Napisz opowiadanie o swoim dobrym uczynku który sprawił komuś radość
bardzo prosze o to opowiadanie i z góry wielkie dzieki
maaajax33
Pewnego dnia kiedy jechałam do szkoły autobusem, zatrzymaliśmy sie w pewnej miejscowości. Wsiadło do pojazdu dużo osób w tym starsza pani. Nie było już wolnych miejsc, więc postanowiłam ustąpić kobiecie miejsca. Staruszka uśmiechnęła sie pięknie i podziękowała.
9 votes Thanks 12
kociaaagrypa
Kiedyś, gdy przechadzałam się alejami Krakowa, doszłam do wniosku, że tylko ranię ludzi. Nie pomagam im, jestem egoistką, samolubną, zapatrzoną w siebie dziewczyną. Postanowiłam to zmienić, lepiej późno niż wcale.. Niespodziewanie odwiedziłam kościół przy ul. Mariackiej, gdzie ksiądz Antoni znał mnie idealnie, wiedział, że rozrabiam na lekcjach i nie bywam za często w kościele. Najpierw się wyspowiadałam, a potem spytałam, czy jest możliwość zapisania mnie do wolontariatu.
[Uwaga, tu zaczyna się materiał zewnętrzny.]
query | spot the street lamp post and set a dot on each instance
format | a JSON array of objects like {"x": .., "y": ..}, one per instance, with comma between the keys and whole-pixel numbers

Ksiądz roześmiał się głośno, na początku bardzo rozzłościło mnie, to że mi nie uwierzył. Jednak za kilka minut, gdy rozmawialiśmy trochę dłużej ksiądz przyznał, że to musi potrwać, że muszę być pełnoletnia, by zajmować się np. starszymi osobami, lub bym mogła karmić ich zwierzęta, podlewać kwiaty.. Dał mi jednak bardzo nietypowe zadanie, odwiedzenie chorej dziewczynki, była chora na mukowiscydozę.. bardzo rzadką i ciężką chorobę. Zaproponował, bym poduczyła ją z matematyki, bo słynęłam w swojej szkole z niebywałych umiejętności matematycznych. Zgodziłam się. Jeszcze wieczorem zdążyłam zajść do Mariolki, chorej dziewczynki, mojej rówieśniczki. Mariola okazała się bardzo sympatyczną i inteligentną osobą. Pomogłam jej, dzięki mnie zrozumiała podstawy rachunków na ułamkach. Gdy wychodziłam, szczerze mnie przytuliła i podziękowała.. jednak to ja chciałam jej podziękować, za to, że czułam ulgę, że wreszcie postąpiłam słusznie, zadowoliłam nie tylko jej serce, lecz także swoje własne. Uspokoiło się moje sumienie, od tej pory utrzymuję kontakt z Mariolką i od czasu do czasu tłumaczę jej działania z matematyki.